This document describes the implemented versioned calibration profile architecture and the remaining governed path to authoritative read-through.
2. Problem Statement
As advisory systems become stronger, teams usually feel pressure to:
- raise or lower tier thresholds
- relax or tighten clinical caps
- promote diagnostics from evidence-only into score-bearing logic
- add new penalties or soften old ones
- reinterpret reasoning or advisory outputs as scoring evidence
If those changes happen ad hoc in code, three problems appear:
- the formal score becomes harder to reproduce across versions
- policy drift hides inside implementation edits
- advisory or diagnostic signals may slowly leak into the formal score without an explicit governance decision
The issue is not whether calibration should ever change.
The issue is whether calibration changes are:
- versioned
- reviewable
- explainable in artifacts
- bounded by explicit promotion rules
3. Design Goal
The goal is not to let users arbitrarily tune the score from the CLI.
The goal is to make calibration:
- easy to inspect
- easy to version
- easy to compare between releases
- hard to mutate accidentally
In short:
STEM BIO-AI needs easy maintenance, not easy drift.
4. Core Principle
Calibration should become a policy object, not a scattered implementation detail.
That means:
- the active scoring profile is represented in a versioned file
- result artifacts record which profile was used
- policy changes become visible release events
- score-affecting changes require explicit promotion criteria
This preserves the current architectural discipline:
- formal score remains deterministic
- diagnostics can stay evidence-only until promoted
- advisory remains structurally subordinate to the score
- regulatory mapping remains traceability support, not a score multiplier
5. Implemented Shape
Current packaged profile files:
policy/scoring_profile.default.v1.json
policy/scoring_profile.strict_clinical_adjacency.v1.json
Deferred profiles:
reproducibility_firstdocumentation_lenientresearch_repo_baselinebiosecurity_cautious
Important restriction:
- normal users should select from named profiles
- normal users should not pass arbitrary weights or tier cutoffs on the command line
Good:
stem scan <repo> --policy default
stem scan <repo> --policy benchmark-candidate
Bad:
stem scan <repo> --stage1-weight 0.35 --t3-threshold 68 --cap 72
The first preserves governance.
The second turns the tool into an untracked tuning console.

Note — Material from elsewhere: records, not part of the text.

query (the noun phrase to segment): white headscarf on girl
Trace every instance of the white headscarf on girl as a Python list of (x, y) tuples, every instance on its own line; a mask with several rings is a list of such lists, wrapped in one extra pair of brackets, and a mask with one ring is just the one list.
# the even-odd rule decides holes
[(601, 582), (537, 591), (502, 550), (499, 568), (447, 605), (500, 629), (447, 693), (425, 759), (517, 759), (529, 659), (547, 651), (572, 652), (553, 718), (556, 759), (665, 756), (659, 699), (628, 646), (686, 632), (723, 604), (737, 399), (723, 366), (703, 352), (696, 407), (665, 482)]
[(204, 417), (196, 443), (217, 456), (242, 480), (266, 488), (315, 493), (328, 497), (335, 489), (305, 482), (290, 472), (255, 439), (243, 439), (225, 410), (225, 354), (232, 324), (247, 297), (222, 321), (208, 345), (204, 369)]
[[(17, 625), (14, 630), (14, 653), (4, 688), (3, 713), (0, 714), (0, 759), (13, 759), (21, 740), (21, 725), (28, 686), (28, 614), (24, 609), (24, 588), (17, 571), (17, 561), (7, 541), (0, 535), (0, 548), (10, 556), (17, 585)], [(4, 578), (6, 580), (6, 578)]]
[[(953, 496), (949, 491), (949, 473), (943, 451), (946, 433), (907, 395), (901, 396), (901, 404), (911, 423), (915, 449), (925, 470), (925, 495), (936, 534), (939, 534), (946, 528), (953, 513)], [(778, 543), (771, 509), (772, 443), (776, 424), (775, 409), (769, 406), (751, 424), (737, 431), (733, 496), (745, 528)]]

6. Current Profile Contract
Current shipped fields:
{
"policy_schema_version": "1",
"policy_version": "ca-policy-1.0",
"tool_version_introduced": "1.6.5",
"tool_version_last_validated": "1.8.0",
"profile_name": "default",
"profile_status": "authoritative_release",
"profile_read_mode": "mirror_only",
"weights": {
"stage_1_percent": 40,
"stage_2r_percent": 20,
"stage_3_percent": 40
},
"stage_baselines": {
"stage_1": 60,
"stage_2r": 60,
"stage_3": 0
},
"tier_policy": {
"tier_names": ["T0", "T1", "T2", "T3", "T4"],
"tier_boundaries": [40, 55, 70, 85],
"boundary_semantics": "left_closed_right_open",
"score_domain": "integer_0_to_100"
},
"clinical_policy": {
"ca_no_disclaimer_cap": 69,
"t0_hard_floor_cap": 39
},
"code_integrity_policy": {
"C1_penalty": 10,
"C2_score_affecting": false,
"C3_score_affecting": false,
"C4_score_affecting": false
},
"stage_3_policy": {
"normalization": {
"kind": "linear_round",
"raw_max": 80,
"target_max": 100,
"rounding": "half_up_int"
}
},
"diagnostic_policy": {
"BIO_smiles_surface_integrity": "evidence_only",
"BIO_smiles_rdkit_validation": "evidence_only",
"BIO_smiles_parser_guard": "evidence_only",
"BIO_silent_mock_fallback": "evidence_only",
"BIO_traceability_manifest_surface": "evidence_only",
"BIO_subprocess_run_trace": "evidence_only"
},
"reasoning_policy": {
"status": "diagnostic_only_uncalibrated_initial_prior",
"score_integration": "forbidden"
},
"governance_sources": {
"ca_taxonomy_version": "ca-taxonomy-v1",
"ca_taxonomy_source": "runtime_regex_hardcoded_in_scanner_py"
}
}
This is the active shipped schema family in 1.8.0.
Schema notes:
- weights should be stored as integer percentages, not floating-point fractions
- tier boundaries should be stored once as a single ordered array
- normalization should be represented as named semantics plus parameters, not a free-form expression string
policy_versionshould be independent from the tool release versionprofile_read_modemust distinguish mirror-only exposure from authoritative runtime loadingstage_3_policy.b2_partial_credit_modeis currently a declared mirror-only profile field; authoritative Stage 3 B2 scoring in1.8.0still follows the hardcoded scanner path and does not yet read this value directlygovernance_sources.ca_taxonomy_versionmust increment whenever runtime CA trigger membership, severity mapping, or cap-relevant phrase semantics change
Current profile_status state set:
preview_onlyexperimentalbenchmark_candidateauthoritative_releasedeprecated
Current status transition path:
preview_only -> experimental -> benchmark_candidate -> authoritative_release -> deprecated
Other transitions should require an explicit migration note.
7. Artifact Requirements
Every result object should record:
policy_schema_versionpolicy_versionprofile_nameprofile_statusprofile_read_modepolicy_sha256
Why:
- two runs are not meaningfully comparable unless they share the same active profile
- policy drift should be visible in the artifact itself
- benchmark comparisons should be able to say whether differences came from repository evidence or policy revision
- mirror-only and authoritative-read runs must not look equivalent in artifacts
policy_sha256 must be defined precisely.
Recommended definition:
- canonicalize the policy JSON using sorted keys and UTF-8 encoding
- exclude the
policy_sha256field itself from the hash input - hash the canonicalized policy file bytes only
In mirror_only mode, the profile file may leave policy_sha256 as null.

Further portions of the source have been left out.